Technological change drove democracy’s spread around the world as the rise of an urban working class proved indispensable to the economy and political systems adjusted to represent them. But if the work of ordinary people becomes irrelevant, what happens to people’s power to affect their system of government?

Anton Korinek and Lee Lockwood of the University of Virginia put together a primer with ideas about how public finance might work in the AI era. They propose that consumer taxes will pick up the slack at first, as labor income shrinks to zero. In a world dominated by artificial superintelligence, though, the footprint of human consumption would shrink as most of the returns from machines’ economic output were reinvested, calling for a tax on capital to shoulder most of the burden.

Maybe taxes could also be used to slow down the transition. Another idea discussed by Korinek and Joe Stiglitz from Columbia University is that in early stages, when human labor retains its relevance, taxes could be used to steer tech investments toward technologies that help workers do their jobs better rather than replace them. Korinek and Lockwood propose other taxes, on fixed factors like land, spectrum or data, or monopoly rents, that add nothing to society’s wellbeing.

It sounds doable. The problem is that the owners of these disruptive technologies must be convinced to do something that does not come naturally to them: share. Taxes in the US amount to less than 26% of GDP, 8 percentage points less than the OECD average. Capital taxation amounts to just over 2% of GDP. These numbers will have to go much higher, since people will no longer have wages to live on and will rely more heavily on government largesse.

Don’t hold your breath. The OECD’s global tax deal, finalized in 2021, was designed to curtail the ability of American tech companies such as Amazon, Google and Meta to engage in tax shifting, parking profits in the lowest tax jurisdiction they could find. But while the Biden administration was broadly supportive of the deal, Donald Trump – whose campaign benefited from nearly $400m in donations from various tech oligarchs – unilaterally withdrew in early 2025.
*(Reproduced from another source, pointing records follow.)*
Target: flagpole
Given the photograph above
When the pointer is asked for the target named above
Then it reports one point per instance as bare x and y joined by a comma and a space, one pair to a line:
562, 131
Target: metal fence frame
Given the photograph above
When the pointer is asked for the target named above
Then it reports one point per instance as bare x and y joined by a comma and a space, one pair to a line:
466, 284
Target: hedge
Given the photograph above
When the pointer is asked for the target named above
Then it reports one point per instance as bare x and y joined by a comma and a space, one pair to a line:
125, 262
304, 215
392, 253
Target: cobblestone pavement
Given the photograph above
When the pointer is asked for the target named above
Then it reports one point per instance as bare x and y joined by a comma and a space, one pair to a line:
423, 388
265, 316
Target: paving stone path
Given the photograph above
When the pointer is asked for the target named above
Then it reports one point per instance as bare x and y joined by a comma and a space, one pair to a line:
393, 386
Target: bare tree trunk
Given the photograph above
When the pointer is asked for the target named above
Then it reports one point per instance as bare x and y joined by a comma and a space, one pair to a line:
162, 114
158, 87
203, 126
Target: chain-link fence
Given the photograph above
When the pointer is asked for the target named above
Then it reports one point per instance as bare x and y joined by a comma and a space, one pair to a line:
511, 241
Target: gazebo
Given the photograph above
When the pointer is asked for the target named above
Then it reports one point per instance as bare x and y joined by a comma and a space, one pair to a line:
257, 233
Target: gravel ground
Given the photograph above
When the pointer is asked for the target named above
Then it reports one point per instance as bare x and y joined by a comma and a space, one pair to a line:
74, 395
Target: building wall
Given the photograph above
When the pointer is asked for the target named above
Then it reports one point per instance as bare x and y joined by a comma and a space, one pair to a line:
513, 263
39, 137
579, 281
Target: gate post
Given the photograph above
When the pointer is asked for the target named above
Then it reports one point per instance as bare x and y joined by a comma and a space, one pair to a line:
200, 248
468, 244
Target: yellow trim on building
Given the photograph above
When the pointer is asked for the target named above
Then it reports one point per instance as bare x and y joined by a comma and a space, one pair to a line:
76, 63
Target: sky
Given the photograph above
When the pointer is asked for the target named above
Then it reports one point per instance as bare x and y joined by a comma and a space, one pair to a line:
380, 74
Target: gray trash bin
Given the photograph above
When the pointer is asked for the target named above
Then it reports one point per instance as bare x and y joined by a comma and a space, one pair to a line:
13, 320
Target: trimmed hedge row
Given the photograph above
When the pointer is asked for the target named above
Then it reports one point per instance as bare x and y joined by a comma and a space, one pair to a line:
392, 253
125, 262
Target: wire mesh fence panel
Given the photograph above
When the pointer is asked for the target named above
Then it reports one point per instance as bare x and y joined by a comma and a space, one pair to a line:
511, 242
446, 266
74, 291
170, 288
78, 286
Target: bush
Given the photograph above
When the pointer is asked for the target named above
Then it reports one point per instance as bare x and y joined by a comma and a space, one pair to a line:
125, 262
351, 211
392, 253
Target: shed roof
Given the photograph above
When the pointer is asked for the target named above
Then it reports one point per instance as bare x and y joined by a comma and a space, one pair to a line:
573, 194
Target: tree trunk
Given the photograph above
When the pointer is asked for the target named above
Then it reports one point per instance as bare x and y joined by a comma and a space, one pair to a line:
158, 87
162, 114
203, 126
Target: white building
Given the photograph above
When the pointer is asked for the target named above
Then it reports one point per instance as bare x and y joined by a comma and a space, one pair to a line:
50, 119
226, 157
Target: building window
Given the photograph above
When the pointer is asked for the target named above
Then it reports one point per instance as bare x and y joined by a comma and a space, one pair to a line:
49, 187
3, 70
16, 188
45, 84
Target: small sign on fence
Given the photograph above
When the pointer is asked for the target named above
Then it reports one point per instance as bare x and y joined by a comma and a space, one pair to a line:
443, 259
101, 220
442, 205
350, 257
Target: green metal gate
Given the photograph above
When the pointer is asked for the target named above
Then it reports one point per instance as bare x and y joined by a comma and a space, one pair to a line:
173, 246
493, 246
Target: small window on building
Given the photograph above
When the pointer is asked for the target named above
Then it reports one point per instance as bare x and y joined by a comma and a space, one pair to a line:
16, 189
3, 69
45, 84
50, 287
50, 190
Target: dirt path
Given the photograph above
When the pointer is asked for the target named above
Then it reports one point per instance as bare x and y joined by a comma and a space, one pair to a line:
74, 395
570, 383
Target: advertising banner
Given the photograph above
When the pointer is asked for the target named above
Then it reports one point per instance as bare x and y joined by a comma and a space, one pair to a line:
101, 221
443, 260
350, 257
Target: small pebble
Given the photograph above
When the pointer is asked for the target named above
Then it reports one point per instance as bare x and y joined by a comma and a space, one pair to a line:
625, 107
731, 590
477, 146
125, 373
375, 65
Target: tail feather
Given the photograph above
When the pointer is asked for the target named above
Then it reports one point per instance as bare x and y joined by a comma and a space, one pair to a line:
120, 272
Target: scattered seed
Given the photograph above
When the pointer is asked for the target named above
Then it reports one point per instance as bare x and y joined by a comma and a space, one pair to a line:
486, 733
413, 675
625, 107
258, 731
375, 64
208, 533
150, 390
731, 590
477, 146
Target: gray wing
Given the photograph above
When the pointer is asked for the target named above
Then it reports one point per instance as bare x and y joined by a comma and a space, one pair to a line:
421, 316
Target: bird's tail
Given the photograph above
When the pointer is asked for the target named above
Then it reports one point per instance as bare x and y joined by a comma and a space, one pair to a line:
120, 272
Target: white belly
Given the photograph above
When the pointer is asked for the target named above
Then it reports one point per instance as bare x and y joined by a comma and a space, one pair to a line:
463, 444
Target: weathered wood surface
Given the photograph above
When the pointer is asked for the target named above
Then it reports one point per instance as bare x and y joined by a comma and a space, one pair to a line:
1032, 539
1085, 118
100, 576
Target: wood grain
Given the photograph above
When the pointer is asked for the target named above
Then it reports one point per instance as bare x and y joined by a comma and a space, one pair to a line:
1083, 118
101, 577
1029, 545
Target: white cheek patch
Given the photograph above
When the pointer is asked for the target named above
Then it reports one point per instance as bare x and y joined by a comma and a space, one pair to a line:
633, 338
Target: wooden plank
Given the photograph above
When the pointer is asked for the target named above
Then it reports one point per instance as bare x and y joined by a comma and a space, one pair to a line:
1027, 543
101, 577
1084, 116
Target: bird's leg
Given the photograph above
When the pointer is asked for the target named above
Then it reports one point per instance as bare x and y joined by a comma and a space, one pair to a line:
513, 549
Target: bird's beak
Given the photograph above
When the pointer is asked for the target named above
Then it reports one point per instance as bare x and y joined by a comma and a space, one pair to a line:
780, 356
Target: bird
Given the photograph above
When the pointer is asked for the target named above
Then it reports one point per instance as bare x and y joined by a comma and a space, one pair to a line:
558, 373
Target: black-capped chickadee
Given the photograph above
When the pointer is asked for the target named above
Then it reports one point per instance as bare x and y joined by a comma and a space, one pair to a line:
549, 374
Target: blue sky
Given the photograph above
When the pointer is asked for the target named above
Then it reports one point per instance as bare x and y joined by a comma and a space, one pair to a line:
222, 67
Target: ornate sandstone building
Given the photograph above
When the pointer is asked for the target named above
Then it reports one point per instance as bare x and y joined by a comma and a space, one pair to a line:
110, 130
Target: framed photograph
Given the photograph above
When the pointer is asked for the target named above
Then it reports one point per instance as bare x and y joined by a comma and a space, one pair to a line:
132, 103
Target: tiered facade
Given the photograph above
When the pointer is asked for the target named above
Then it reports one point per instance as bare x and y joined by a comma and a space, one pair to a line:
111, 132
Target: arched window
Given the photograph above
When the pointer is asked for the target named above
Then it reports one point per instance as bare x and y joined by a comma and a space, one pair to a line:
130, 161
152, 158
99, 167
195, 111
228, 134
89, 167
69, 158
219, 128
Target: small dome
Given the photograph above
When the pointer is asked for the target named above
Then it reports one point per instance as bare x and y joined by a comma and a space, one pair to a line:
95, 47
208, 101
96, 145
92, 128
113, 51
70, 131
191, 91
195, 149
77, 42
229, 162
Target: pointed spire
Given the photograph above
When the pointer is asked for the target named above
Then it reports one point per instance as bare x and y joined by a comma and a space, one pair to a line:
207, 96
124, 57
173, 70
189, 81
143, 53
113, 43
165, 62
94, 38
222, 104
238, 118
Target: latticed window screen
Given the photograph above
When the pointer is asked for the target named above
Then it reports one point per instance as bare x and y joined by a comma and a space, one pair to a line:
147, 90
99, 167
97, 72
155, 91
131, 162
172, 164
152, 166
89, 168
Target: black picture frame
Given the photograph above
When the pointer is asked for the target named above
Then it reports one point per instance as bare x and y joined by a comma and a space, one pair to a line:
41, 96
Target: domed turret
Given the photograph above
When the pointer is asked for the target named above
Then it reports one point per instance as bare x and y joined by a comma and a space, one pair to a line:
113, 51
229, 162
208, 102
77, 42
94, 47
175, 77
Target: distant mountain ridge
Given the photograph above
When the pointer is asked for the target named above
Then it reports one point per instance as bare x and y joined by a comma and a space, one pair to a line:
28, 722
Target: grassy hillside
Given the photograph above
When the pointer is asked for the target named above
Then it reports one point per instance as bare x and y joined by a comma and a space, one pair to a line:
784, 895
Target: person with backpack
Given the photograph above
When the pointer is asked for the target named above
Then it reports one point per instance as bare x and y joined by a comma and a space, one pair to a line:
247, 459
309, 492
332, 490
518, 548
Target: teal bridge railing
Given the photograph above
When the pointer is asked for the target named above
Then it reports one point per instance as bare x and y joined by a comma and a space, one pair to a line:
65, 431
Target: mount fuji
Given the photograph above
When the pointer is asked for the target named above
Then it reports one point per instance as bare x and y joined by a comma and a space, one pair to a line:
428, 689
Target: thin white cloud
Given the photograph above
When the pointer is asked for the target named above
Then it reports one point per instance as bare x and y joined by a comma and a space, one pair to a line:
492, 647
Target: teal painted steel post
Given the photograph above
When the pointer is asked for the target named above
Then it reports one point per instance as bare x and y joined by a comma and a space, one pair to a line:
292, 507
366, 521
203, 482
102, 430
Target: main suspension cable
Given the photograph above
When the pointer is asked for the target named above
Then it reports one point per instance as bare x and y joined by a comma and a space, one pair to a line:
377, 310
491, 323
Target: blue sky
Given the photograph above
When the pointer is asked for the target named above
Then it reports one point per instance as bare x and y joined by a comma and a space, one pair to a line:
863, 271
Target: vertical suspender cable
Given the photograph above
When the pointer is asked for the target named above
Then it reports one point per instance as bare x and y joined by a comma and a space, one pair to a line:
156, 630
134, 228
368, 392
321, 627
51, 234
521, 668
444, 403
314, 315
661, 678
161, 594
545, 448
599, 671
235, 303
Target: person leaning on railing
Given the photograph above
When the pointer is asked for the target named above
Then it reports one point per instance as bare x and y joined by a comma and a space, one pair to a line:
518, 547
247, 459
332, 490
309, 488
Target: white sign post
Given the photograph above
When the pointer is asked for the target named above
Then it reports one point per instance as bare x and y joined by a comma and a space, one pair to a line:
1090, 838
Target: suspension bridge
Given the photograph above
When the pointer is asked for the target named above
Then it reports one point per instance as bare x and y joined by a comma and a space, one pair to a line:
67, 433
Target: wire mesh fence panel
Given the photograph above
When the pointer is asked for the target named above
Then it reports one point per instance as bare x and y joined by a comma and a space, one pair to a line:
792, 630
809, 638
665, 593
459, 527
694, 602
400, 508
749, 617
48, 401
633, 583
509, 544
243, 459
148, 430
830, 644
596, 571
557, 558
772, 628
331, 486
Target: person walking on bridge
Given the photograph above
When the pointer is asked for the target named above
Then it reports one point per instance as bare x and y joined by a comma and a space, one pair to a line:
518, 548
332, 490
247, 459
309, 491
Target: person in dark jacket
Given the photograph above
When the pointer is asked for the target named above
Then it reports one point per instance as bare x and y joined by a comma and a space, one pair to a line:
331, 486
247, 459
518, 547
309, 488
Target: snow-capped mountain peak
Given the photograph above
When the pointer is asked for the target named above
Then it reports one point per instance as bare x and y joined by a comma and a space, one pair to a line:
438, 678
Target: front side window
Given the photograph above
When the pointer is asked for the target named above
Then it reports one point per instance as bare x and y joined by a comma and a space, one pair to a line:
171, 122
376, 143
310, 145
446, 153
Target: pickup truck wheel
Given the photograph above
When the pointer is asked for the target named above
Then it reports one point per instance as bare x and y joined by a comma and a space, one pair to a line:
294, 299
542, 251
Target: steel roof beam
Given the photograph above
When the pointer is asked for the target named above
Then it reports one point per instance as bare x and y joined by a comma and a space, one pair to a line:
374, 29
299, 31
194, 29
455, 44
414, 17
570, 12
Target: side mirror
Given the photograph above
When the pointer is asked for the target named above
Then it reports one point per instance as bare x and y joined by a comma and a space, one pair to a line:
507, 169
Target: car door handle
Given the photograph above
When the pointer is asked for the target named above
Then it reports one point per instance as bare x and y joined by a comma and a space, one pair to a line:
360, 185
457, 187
Unusual ideas may be called for to keep society afloat, given the scale and breadth of the expected AI revolution. One would be to directly distribute the equity of artificial intelligence ventures. Taxes might be collected in shares rather than cash, to amass a public stake over time. Rather than tax the returns on AI investments, a more radical proposal would be for the government to expropriate a chunk of equity upfront to redistribute among the population and directly grant Americans a share in AI’s promised cornucopia.

“If AI development stalls, returns remain modest; if AI transforms the economy, returns are likely to rise,” Korineck and Lockwood wrote. “This automatic adjustment proves valuable given radical uncertainty surrounding AI development.”

But these big ideas face big challenges. Governments will have to act before artificial intelligence gets too big, which seems unlikely in the current climate.

The technology oligarchs at the helm of this revolution have also vigorously resisted government efforts to curb their power or take their cash. Despite her best efforts, Silicon Valley nemesis Lina Kahn was largely unable to crack tech monopolies during her stint as President Joe Biden’s main trustbuster at the head of the Federal Trade Commission.

In the meantime, the moneyed in Silicon Valley are not only mobilizing vast resources to steer American politics. As a plan B they are working to build their own “network-states”, whether in Greenland or Nigeria, Honduras or the Caribbean island of Nevis, hoping to evade democratic governance if they can’t get their way under America’s democracy.

Who knows what they might do when they have replaced all human labor. If artificial intelligence grows as powerful as Silicon Valley’s oligarchs expect it to become, the only available strategy to keep us all fed in the world after work might be to go hat in hand and ask the moguls, politely.